The Iranians provided no time frame for the work, which would take months, if not a year, to complete. But the move is a blow to the US and its allies at a time when they are trying to get Iran to scale back its nuclear activities and cooperate more fully with IAEA.

The problem as far as the US is concerned is that better centrifuges could shorten Iran’s breakout time to a nuclear weapon.

Right now the 10,000 or so IR1s installed at Natanz are enriching uranium to the level of about 5 percent U-235, which is the level needed for use in a civilian reactor. (At Iran’s Fordow underground facility, a smaller number of centrifuges is enriching uranium to 20 percent, a level needed for some specialized civilian uses.)

At some point, if Iran decides it wants uranium enriched to the 90 percent grade used in weapons, it could simply make a dash for it, taking its stockpiles of 5 percent and 20 percent uranium and refining upwards as quickly as possible.

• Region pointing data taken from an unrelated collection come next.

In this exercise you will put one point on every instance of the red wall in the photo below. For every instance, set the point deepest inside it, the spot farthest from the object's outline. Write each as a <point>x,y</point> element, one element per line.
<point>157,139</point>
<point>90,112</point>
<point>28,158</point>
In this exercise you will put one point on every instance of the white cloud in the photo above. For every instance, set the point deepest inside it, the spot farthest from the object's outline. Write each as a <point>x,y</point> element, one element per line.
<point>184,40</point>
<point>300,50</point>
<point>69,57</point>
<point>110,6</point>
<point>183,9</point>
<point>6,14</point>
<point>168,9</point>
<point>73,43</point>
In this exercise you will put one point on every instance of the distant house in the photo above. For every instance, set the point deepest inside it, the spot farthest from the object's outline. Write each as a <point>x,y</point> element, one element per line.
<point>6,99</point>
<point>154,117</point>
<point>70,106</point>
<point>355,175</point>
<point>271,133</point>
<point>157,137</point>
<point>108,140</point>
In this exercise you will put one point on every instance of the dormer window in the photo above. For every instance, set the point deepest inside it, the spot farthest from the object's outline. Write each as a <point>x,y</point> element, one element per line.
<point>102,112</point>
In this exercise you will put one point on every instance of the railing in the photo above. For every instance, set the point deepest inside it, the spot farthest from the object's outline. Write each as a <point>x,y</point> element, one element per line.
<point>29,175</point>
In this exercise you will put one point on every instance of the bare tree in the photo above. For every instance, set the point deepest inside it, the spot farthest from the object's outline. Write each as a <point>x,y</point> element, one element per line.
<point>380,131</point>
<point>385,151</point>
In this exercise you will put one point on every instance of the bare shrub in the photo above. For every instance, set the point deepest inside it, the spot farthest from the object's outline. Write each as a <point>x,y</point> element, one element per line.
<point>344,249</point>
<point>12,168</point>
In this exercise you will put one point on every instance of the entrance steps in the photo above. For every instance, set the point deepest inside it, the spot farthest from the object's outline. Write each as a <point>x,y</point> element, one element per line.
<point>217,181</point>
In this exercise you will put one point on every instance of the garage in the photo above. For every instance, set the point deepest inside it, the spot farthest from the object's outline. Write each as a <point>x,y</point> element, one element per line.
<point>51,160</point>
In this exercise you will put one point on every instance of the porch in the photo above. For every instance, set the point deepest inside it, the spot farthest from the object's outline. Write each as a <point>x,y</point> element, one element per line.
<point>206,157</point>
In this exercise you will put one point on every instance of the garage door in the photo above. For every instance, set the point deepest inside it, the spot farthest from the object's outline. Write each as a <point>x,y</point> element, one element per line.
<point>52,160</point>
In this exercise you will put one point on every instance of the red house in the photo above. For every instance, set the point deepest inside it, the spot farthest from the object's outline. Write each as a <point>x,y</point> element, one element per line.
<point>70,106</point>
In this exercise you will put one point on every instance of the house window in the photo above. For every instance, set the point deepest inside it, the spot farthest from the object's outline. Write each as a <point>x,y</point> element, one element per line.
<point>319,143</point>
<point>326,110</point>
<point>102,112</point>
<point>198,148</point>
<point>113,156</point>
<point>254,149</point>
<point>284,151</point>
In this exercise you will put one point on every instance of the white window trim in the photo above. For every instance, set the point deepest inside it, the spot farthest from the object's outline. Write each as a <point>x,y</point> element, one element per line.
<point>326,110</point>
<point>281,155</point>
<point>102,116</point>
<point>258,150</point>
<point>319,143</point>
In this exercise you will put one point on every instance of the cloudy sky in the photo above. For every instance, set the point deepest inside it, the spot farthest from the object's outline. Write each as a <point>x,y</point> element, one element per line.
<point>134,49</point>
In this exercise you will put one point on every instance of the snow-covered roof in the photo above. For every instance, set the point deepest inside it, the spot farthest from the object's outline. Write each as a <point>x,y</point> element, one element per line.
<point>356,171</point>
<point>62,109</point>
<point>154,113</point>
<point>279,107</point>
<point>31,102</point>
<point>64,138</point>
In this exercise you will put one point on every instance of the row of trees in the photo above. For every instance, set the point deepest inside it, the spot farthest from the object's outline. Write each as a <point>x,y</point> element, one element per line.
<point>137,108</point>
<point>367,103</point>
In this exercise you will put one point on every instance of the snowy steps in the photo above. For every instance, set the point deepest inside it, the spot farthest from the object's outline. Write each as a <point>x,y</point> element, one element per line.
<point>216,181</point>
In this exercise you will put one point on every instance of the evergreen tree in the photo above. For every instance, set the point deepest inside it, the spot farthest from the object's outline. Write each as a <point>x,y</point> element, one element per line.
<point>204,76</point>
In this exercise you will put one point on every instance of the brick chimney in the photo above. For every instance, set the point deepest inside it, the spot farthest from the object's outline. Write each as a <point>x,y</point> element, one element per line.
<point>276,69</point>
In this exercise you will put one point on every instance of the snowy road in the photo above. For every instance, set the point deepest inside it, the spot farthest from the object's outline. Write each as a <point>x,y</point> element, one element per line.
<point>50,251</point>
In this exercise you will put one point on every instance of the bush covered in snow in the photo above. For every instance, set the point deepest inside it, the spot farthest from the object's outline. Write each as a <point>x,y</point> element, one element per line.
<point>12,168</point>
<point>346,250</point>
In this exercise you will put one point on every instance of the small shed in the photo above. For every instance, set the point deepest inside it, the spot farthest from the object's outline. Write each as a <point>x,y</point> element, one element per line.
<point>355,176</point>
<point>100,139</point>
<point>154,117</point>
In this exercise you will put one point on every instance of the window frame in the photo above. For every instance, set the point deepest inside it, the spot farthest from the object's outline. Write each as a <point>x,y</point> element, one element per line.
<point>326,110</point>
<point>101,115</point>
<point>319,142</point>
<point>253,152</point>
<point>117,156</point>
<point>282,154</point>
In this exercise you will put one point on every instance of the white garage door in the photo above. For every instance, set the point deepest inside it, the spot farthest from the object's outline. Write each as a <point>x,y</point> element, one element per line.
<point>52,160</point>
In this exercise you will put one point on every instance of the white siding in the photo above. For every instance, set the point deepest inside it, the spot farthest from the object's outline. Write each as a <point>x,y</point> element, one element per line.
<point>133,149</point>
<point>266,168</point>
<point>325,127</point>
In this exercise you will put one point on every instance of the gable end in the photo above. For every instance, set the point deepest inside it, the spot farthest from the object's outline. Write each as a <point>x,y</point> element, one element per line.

US intelligence considers this one of the most likely ways Iran would try to get a bomb. Tehran would be wagering that it could get the material developed before the West noticed what was going on and retaliated – or that the US and its allies would not have the political will to retaliate at all, despite Israel’s threats and President Obama’s statements that Iran won’t get the bomb on his watch.

Right now, Iran would require two to four months to produce one weapon’s worth of highly enriched uranium, according to an Institute for Science and International Security (ISIS) report on the subject last fall.

But IR-2 centrifuges work three to four times faster than Iran’s current models, estimates the ISIS. That could shave weeks off its breakout time.

“With advanced centrifuges, Iran could increase by several-fold its production of [uranium enriched to 20 percent] and it could break out with far fewer (less than 1,000) machines. For this reason, any development of advanced centrifuges will inevitably increase tensions,” concludes the ISIS study.